One cannot predict the post-handshake phase between two men who have an exceptional ability to spring surprises on the world. But today’s handshake in Singapore will be historic indeed.Ghassan Charbel
Since the beginning of the year, Kim leaned towards a truce. Some believed that his entry to the nuclear club gave him a guarantee that allowed him to open a window. Some believe that the rewards of the handshake will definitely exceed the rewards of nuclear blackmail. It is hard to explain his current behavior. One cannot be completely sure that he knows about the West and the changes in the world. He may have earned his education in Switzerland under a false identity and occasionally claimed to be the son of the driver that drove him to school, but living in Switzerland for years does not however mean that he knows the world.
Confusing behavior by a mysterious man. Did he fear the ongoing isolation and sanctions? Did he fear that his country will break under the weight of hunger and economic failure? Did he learn from the Chinese experience that he can keep Mao’s mausoleum without keeping his failed economic policies? Is he prepared to abandon his nuclear pillow in exchange for a binding American vow not to invade his country? Can his regime withstand the flow of investors, ideas and contact with the outside world?

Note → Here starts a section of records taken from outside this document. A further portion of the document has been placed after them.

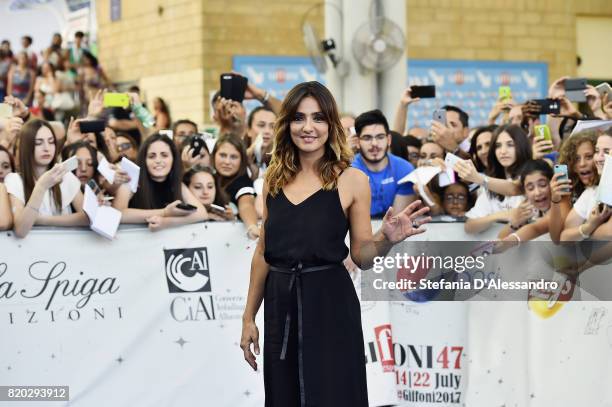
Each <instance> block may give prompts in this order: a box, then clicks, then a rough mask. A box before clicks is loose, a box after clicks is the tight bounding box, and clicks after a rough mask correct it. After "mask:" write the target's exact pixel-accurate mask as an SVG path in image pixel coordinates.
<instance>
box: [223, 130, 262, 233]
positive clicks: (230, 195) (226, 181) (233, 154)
mask: <svg viewBox="0 0 612 407" xmlns="http://www.w3.org/2000/svg"><path fill="white" fill-rule="evenodd" d="M212 161H213V164H214V166H215V169H216V170H217V173H216V177H217V180H218V181H219V186H220V187H221V190H222V191H223V193H225V194H226V195H227V196H228V197H229V199H230V202H231V203H232V204H234V206H235V207H236V208H238V216H239V217H240V220H242V222H244V225H245V226H246V228H247V235H248V236H249V237H250V238H251V239H256V238H257V237H258V236H259V228H258V227H257V212H256V211H255V188H254V186H253V181H252V180H251V178H250V177H249V176H248V174H247V164H248V158H247V153H246V150H245V148H244V145H243V143H242V140H240V138H239V137H238V136H236V135H234V134H232V133H227V134H224V135H223V136H221V137H219V139H218V140H217V142H216V143H215V148H214V149H213V153H212Z"/></svg>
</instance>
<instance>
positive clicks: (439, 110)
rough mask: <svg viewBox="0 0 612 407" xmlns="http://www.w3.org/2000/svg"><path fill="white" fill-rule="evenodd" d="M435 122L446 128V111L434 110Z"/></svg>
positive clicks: (434, 116)
mask: <svg viewBox="0 0 612 407" xmlns="http://www.w3.org/2000/svg"><path fill="white" fill-rule="evenodd" d="M433 120H434V121H436V122H438V123H441V124H443V125H445V126H446V110H444V109H436V110H434V115H433Z"/></svg>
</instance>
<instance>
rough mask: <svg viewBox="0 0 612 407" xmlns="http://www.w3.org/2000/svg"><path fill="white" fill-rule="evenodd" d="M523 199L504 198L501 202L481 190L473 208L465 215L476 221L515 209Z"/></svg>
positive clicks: (483, 190)
mask: <svg viewBox="0 0 612 407" xmlns="http://www.w3.org/2000/svg"><path fill="white" fill-rule="evenodd" d="M523 199H525V197H524V196H523V195H514V196H506V197H504V199H503V200H502V201H500V200H499V199H497V198H492V197H491V196H490V195H489V193H488V192H487V191H486V190H485V189H481V190H480V192H479V194H478V199H476V203H475V204H474V207H473V208H472V209H470V210H469V211H467V212H466V213H465V217H466V218H468V219H477V218H482V217H485V216H489V215H492V214H494V213H497V212H501V211H507V210H509V209H513V208H516V207H517V206H519V205H520V204H521V202H522V201H523Z"/></svg>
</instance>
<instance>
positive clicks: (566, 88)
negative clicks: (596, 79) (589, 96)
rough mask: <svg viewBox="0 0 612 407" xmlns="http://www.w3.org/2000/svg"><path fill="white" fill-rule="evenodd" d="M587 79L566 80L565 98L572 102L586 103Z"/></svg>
mask: <svg viewBox="0 0 612 407" xmlns="http://www.w3.org/2000/svg"><path fill="white" fill-rule="evenodd" d="M585 89H586V79H585V78H576V79H566V80H565V96H567V98H568V99H569V100H570V101H572V102H586V95H585V94H584V90H585Z"/></svg>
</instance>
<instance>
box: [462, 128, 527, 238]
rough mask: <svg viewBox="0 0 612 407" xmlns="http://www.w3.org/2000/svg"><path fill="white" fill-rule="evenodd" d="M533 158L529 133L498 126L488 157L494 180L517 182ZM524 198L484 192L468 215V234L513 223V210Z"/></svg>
mask: <svg viewBox="0 0 612 407" xmlns="http://www.w3.org/2000/svg"><path fill="white" fill-rule="evenodd" d="M530 157H531V145H530V144H529V140H528V139H527V134H526V133H525V131H524V130H523V129H522V128H520V127H519V126H516V125H504V126H500V127H498V128H497V129H496V130H495V132H494V133H493V137H492V138H491V145H490V148H489V153H488V155H487V175H488V176H490V177H494V178H501V179H507V180H514V179H516V178H517V177H518V175H519V171H520V169H521V167H522V166H523V164H524V163H525V162H527V160H529V159H530ZM522 200H523V197H522V196H502V195H499V194H496V193H494V192H491V191H488V190H486V188H485V189H484V190H481V192H480V193H479V195H478V199H477V200H476V204H475V205H474V207H473V208H472V209H470V210H469V211H468V212H467V213H466V214H465V216H466V217H467V218H468V219H467V221H466V222H465V225H464V228H465V231H466V233H481V232H484V231H485V230H487V229H489V227H491V225H492V224H493V223H494V222H498V221H502V222H507V221H509V220H510V214H511V210H512V209H514V208H516V207H517V206H518V205H519V204H520V203H521V201H522Z"/></svg>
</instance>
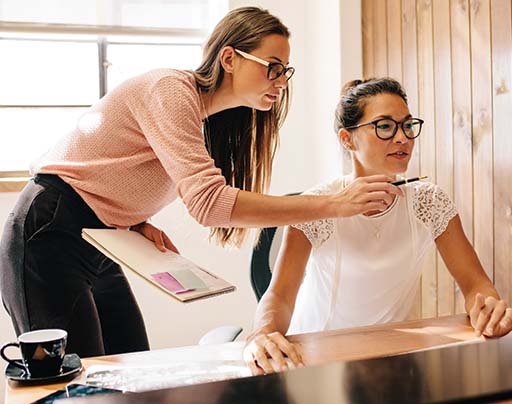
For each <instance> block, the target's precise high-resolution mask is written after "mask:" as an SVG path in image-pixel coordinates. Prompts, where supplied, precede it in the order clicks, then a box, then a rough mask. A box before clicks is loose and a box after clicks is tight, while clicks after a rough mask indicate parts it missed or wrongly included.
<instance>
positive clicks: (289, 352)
mask: <svg viewBox="0 0 512 404" xmlns="http://www.w3.org/2000/svg"><path fill="white" fill-rule="evenodd" d="M243 355H244V360H245V362H246V363H247V366H249V368H250V369H251V372H252V374H253V375H262V374H266V373H273V372H279V371H283V370H288V369H293V368H295V367H298V366H304V363H303V362H302V357H301V355H300V353H299V350H298V347H297V345H295V344H292V343H290V342H288V340H287V339H286V338H285V337H284V336H283V335H282V334H281V333H279V332H272V333H269V334H256V335H253V336H251V337H249V339H248V340H247V344H246V345H245V348H244V354H243ZM285 355H286V356H285Z"/></svg>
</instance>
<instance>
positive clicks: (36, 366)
mask: <svg viewBox="0 0 512 404" xmlns="http://www.w3.org/2000/svg"><path fill="white" fill-rule="evenodd" d="M67 336H68V334H67V332H66V331H64V330H59V329H48V330H36V331H30V332H26V333H24V334H21V335H20V336H19V337H18V342H10V343H8V344H5V345H4V346H2V348H1V349H0V355H1V356H2V358H4V359H5V360H6V361H7V362H9V363H10V364H11V365H13V366H16V367H19V368H22V369H23V370H25V372H27V373H28V374H29V375H30V377H46V376H55V375H58V374H59V373H60V372H61V367H62V360H63V359H64V355H65V353H66V342H67ZM9 346H17V347H19V348H20V351H21V356H22V359H21V360H19V359H10V358H8V357H7V356H6V355H5V354H4V351H5V349H6V348H7V347H9Z"/></svg>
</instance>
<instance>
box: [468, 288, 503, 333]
mask: <svg viewBox="0 0 512 404" xmlns="http://www.w3.org/2000/svg"><path fill="white" fill-rule="evenodd" d="M469 318H470V320H471V325H472V326H473V328H474V329H475V331H476V333H477V335H478V336H480V335H482V334H483V335H485V336H486V337H501V336H503V335H505V334H508V333H509V332H510V331H511V330H512V309H511V308H510V307H508V306H507V303H506V302H505V301H504V300H498V299H496V298H495V297H493V296H487V297H485V296H484V295H482V294H481V293H477V295H476V297H475V302H474V303H473V307H471V310H470V311H469Z"/></svg>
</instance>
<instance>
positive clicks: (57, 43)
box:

One cannot predict the post-handshake phase between two men who have an exceptional ability to spring surprises and launch storms. But today’s handshake in Singapore will be historic indeed. It will at any rate benefit both sides. Trump, who pulled out of the “bad” nuclear deal with Iran, can claim that he is not an advocate of wars or confrontations. He does not hesitate when peace is a possibility. He shakes the hand of those who traded insults with him. Kim can say that he has the audacity to shake the hand of the master of the White House and for deneuclearization to be on the negotiations table.
Two men who are adept at stealing the spotlight. The world will avidly watch today’s scene. The question remains: What will Iran’s supreme leader say? It is likely that Barack Obama will not be happy today.